THE DESIGN AND TRANSPORT OF ZEROVALENT IRON PARTICLES FOR ENVIRONMENTAL REMEDIATION

Open Access
Author:
Hydutsky, Bianca Will
Graduate Program:
Chemistry
Degree:
Doctor of Philosophy
Document Type:
Dissertation
Date of Defense:
March 06, 2007
Committee Members:
  • Thomas E Mallouk, Committee Chair
  • Christine Dolan Keating, Committee Member
  • David Lawrence Allara, Committee Member
  • Susan Louise Brantley, Committee Member
Keywords:
  • Environmental emediation
  • zerovalent iron
  • iron nanoparticles
  • transport
  • dehalogenation
  • TCE
  • nanopartical surface modification
  • PAA
Abstract:
ABSTRACT Environmental contamination is a worldwide problem due to the persistence of chlorinated hydrocarbons and toxic metals in the soil and groundwater. Often these contaminants are located in regions very difficult to reach by conventional methods. However, suspensions of specifically tailored zerovalent iron particles transport through packed beds or soil to effectively remediate halogenated hydrocarbon contaminants, such as trichloroethylene (TCE), by chemical reduction to non-toxic products. In order to study the transport of particles through the subsurface, sand and soil packed columns were designed. With these columns, it is possible to quantify the amount of iron retained by the column and determine where in the column the iron particles are retained. Experimental elution results were compared to contemporary transport models based on particle filtration through granular media. Control experiments showed that unmodified iron particles rapidly agglomerated in water, and were filtered efficiently by the columns. However, colloidal suspensions formed by combining iron particles with anionic transport agents achieved drastically improved iron particle elution through sand and soil packed columns.
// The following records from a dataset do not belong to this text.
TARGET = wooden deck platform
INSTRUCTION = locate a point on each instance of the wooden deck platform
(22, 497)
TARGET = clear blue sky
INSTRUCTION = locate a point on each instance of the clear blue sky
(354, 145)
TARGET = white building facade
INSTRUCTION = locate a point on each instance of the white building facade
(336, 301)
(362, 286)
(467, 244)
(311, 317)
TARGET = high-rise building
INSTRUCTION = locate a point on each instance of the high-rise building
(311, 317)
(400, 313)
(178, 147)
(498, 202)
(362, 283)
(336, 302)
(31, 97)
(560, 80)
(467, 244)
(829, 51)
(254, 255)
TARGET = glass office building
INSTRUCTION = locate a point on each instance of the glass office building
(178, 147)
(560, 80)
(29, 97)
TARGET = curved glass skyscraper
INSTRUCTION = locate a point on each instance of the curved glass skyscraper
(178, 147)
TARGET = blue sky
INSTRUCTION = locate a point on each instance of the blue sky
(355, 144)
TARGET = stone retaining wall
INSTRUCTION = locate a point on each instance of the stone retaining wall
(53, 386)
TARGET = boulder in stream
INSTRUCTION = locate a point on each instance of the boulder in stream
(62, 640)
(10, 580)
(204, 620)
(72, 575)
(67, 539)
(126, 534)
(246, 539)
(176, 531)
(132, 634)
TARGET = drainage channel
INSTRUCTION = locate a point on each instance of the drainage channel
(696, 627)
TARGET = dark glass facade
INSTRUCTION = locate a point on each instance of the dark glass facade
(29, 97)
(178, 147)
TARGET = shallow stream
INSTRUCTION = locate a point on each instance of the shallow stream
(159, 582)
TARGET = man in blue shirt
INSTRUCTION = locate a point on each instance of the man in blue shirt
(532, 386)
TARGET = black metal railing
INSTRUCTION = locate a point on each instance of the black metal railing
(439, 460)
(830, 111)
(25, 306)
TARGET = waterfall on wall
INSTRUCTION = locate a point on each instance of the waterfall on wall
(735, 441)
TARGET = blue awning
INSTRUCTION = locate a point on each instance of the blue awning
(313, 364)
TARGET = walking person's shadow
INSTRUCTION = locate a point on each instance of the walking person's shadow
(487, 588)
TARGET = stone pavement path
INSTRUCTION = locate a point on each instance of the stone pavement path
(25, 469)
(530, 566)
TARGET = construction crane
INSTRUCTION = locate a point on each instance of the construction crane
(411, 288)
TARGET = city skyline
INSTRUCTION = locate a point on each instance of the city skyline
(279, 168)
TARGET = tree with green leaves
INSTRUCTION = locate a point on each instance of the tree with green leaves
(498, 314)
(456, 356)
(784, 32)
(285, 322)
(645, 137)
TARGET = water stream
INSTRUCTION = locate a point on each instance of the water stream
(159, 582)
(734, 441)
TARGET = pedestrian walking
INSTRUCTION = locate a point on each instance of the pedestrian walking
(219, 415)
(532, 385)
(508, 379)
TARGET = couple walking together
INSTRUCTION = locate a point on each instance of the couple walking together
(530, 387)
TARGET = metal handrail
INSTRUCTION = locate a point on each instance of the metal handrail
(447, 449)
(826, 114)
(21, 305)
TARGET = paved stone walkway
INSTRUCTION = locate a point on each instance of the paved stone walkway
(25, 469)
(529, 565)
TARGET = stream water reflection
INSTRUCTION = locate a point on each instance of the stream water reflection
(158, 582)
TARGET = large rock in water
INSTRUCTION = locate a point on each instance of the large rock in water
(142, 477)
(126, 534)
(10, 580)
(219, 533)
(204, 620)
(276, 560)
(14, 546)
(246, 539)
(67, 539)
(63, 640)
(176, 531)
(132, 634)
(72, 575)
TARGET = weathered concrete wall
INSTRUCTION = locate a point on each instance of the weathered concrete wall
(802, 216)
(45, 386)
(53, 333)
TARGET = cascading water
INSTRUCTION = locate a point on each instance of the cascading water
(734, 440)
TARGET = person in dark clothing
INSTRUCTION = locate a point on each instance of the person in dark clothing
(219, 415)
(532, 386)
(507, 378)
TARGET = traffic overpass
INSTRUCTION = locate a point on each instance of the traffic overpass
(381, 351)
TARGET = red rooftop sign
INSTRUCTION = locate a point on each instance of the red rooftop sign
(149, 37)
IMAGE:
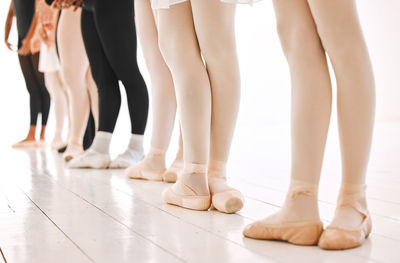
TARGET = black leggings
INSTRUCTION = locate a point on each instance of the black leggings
(109, 33)
(24, 11)
(39, 96)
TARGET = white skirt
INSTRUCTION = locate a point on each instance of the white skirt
(48, 60)
(161, 4)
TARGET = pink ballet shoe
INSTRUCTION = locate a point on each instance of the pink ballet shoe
(171, 175)
(299, 233)
(337, 238)
(143, 171)
(229, 202)
(25, 144)
(187, 198)
(225, 198)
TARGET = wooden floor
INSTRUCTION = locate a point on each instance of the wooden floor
(51, 214)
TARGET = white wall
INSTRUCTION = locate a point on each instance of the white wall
(266, 84)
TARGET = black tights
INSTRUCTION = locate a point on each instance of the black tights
(34, 79)
(108, 29)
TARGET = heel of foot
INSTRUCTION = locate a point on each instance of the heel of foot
(304, 234)
(229, 201)
(200, 203)
(170, 176)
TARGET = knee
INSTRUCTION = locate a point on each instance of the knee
(167, 49)
(342, 42)
(297, 36)
(178, 55)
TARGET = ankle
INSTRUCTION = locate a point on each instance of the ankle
(217, 169)
(156, 158)
(194, 176)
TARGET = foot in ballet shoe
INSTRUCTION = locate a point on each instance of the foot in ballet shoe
(72, 151)
(191, 190)
(185, 197)
(225, 198)
(298, 233)
(90, 159)
(128, 158)
(41, 144)
(57, 144)
(171, 175)
(25, 144)
(297, 222)
(144, 171)
(338, 236)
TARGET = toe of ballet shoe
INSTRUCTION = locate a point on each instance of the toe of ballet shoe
(193, 202)
(303, 234)
(229, 202)
(119, 164)
(134, 172)
(79, 163)
(25, 144)
(170, 176)
(334, 238)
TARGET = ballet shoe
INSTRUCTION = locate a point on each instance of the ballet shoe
(41, 144)
(338, 238)
(90, 159)
(72, 152)
(287, 224)
(57, 144)
(25, 144)
(128, 158)
(225, 198)
(171, 175)
(62, 149)
(229, 202)
(297, 233)
(187, 198)
(144, 171)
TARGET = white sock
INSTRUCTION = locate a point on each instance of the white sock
(101, 142)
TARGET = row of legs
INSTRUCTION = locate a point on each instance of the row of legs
(208, 98)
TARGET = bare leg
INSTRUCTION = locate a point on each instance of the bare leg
(193, 91)
(163, 97)
(213, 18)
(311, 109)
(356, 107)
(58, 97)
(74, 65)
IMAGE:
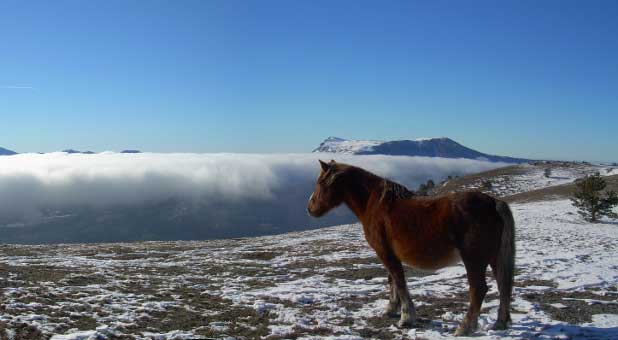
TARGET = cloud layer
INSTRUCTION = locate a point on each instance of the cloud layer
(33, 183)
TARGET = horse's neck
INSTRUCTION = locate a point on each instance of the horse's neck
(361, 192)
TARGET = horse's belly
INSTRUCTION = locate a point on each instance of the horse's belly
(429, 259)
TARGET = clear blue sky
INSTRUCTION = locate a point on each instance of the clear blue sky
(522, 78)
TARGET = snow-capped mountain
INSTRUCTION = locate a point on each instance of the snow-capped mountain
(7, 152)
(429, 147)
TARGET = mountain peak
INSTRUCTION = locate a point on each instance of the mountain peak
(427, 147)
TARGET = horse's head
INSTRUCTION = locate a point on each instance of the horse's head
(328, 192)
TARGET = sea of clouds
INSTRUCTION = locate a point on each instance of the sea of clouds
(31, 183)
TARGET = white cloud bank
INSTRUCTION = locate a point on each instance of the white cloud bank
(56, 180)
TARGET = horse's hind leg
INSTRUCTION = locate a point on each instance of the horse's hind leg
(395, 271)
(478, 289)
(392, 309)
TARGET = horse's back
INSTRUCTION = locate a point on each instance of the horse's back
(429, 233)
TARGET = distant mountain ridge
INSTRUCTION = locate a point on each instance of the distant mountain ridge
(7, 152)
(428, 147)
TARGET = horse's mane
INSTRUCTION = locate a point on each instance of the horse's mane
(393, 192)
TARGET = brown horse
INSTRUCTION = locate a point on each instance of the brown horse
(426, 233)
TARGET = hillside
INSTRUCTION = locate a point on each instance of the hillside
(319, 284)
(522, 178)
(309, 285)
(428, 147)
(7, 152)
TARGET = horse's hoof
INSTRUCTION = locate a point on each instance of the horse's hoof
(392, 311)
(463, 331)
(406, 321)
(391, 314)
(405, 324)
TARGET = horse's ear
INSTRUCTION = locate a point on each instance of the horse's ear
(325, 166)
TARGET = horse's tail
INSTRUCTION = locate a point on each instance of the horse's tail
(505, 263)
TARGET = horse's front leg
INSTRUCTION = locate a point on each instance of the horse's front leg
(396, 274)
(478, 289)
(392, 309)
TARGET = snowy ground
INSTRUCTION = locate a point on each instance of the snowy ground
(316, 284)
(531, 177)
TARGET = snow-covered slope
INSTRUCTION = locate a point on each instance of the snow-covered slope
(7, 152)
(430, 147)
(322, 284)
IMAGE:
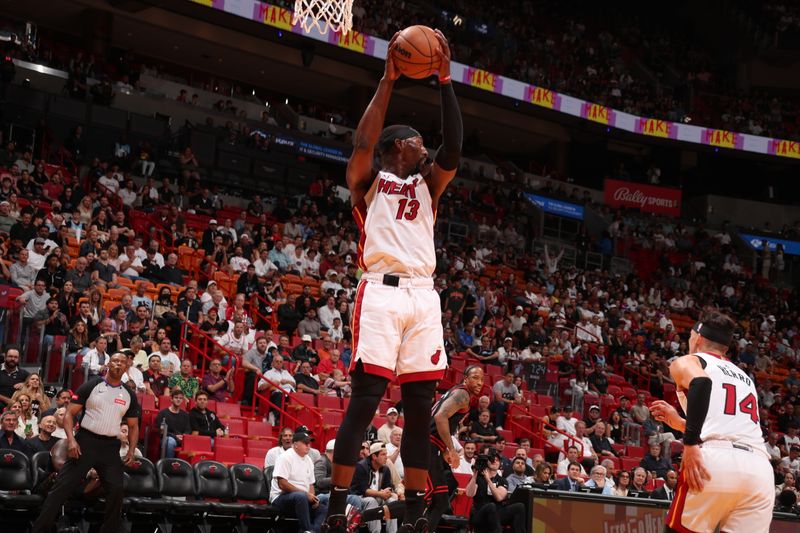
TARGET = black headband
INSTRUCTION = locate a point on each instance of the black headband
(398, 132)
(722, 336)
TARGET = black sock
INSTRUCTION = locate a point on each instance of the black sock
(396, 510)
(337, 504)
(415, 506)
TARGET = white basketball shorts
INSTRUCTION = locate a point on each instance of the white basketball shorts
(398, 330)
(739, 497)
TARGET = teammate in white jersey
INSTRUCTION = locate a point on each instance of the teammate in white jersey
(726, 480)
(397, 328)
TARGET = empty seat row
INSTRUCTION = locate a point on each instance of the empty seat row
(168, 493)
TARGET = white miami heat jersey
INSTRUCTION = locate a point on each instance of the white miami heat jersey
(396, 219)
(733, 407)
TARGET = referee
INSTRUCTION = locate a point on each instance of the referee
(105, 403)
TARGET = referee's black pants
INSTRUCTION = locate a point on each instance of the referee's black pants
(102, 454)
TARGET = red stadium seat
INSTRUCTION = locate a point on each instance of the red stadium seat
(195, 448)
(259, 430)
(629, 463)
(228, 442)
(329, 403)
(236, 427)
(229, 456)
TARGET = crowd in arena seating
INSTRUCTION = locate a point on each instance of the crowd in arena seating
(122, 257)
(75, 250)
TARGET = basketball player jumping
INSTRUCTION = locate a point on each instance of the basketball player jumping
(451, 408)
(726, 479)
(397, 327)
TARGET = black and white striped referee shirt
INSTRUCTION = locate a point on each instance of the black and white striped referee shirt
(105, 406)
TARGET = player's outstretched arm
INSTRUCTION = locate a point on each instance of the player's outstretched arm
(446, 163)
(689, 376)
(359, 168)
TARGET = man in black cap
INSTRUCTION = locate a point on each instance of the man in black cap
(292, 489)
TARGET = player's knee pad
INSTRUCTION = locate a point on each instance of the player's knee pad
(417, 401)
(367, 391)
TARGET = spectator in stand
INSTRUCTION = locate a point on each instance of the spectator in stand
(485, 353)
(667, 490)
(310, 326)
(169, 360)
(483, 430)
(385, 431)
(189, 307)
(184, 381)
(327, 366)
(284, 443)
(79, 276)
(156, 384)
(278, 257)
(177, 422)
(204, 421)
(44, 440)
(592, 417)
(372, 483)
(395, 462)
(600, 442)
(791, 463)
(278, 382)
(23, 274)
(133, 377)
(306, 382)
(641, 418)
(62, 399)
(10, 439)
(638, 482)
(217, 383)
(235, 341)
(490, 511)
(505, 394)
(96, 359)
(598, 380)
(27, 423)
(170, 273)
(622, 485)
(598, 484)
(288, 316)
(305, 352)
(573, 455)
(292, 490)
(573, 482)
(543, 474)
(517, 476)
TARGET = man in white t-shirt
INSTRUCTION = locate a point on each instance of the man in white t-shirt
(169, 360)
(263, 265)
(292, 488)
(132, 373)
(328, 312)
(518, 319)
(573, 456)
(284, 444)
(278, 382)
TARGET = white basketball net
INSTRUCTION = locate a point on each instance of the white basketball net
(323, 14)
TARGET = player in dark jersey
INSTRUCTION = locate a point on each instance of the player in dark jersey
(451, 408)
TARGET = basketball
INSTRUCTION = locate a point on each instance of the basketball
(416, 52)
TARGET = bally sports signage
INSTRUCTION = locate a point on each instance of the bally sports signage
(646, 198)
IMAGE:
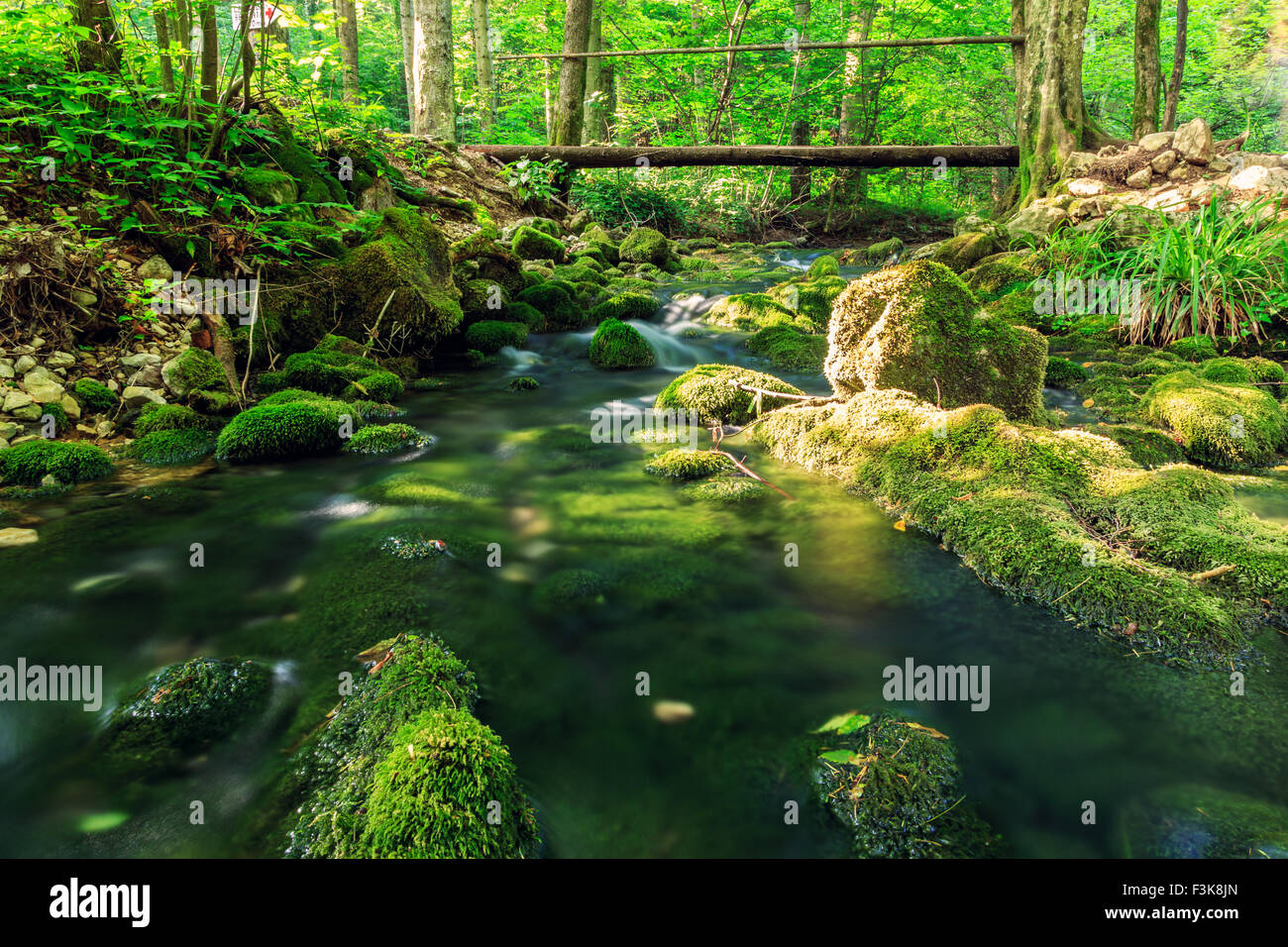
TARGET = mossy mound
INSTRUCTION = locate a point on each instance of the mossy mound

Additional experiments showed that adding specific combinations of anionic hydrocolloids and polyelectrolytes to iron suspensions further enhanced particle transport, mainly by controlling particle aggregation. Iron particle aggregation and subsequent sedimentation resulted for higher iron particle concentrations. The incorporation of anionic hydrocolloids was found to affect aggregation, though further studies are underway. Through collaboration with industry, this technology has already been successfully implemented in full-scale remediation field studies.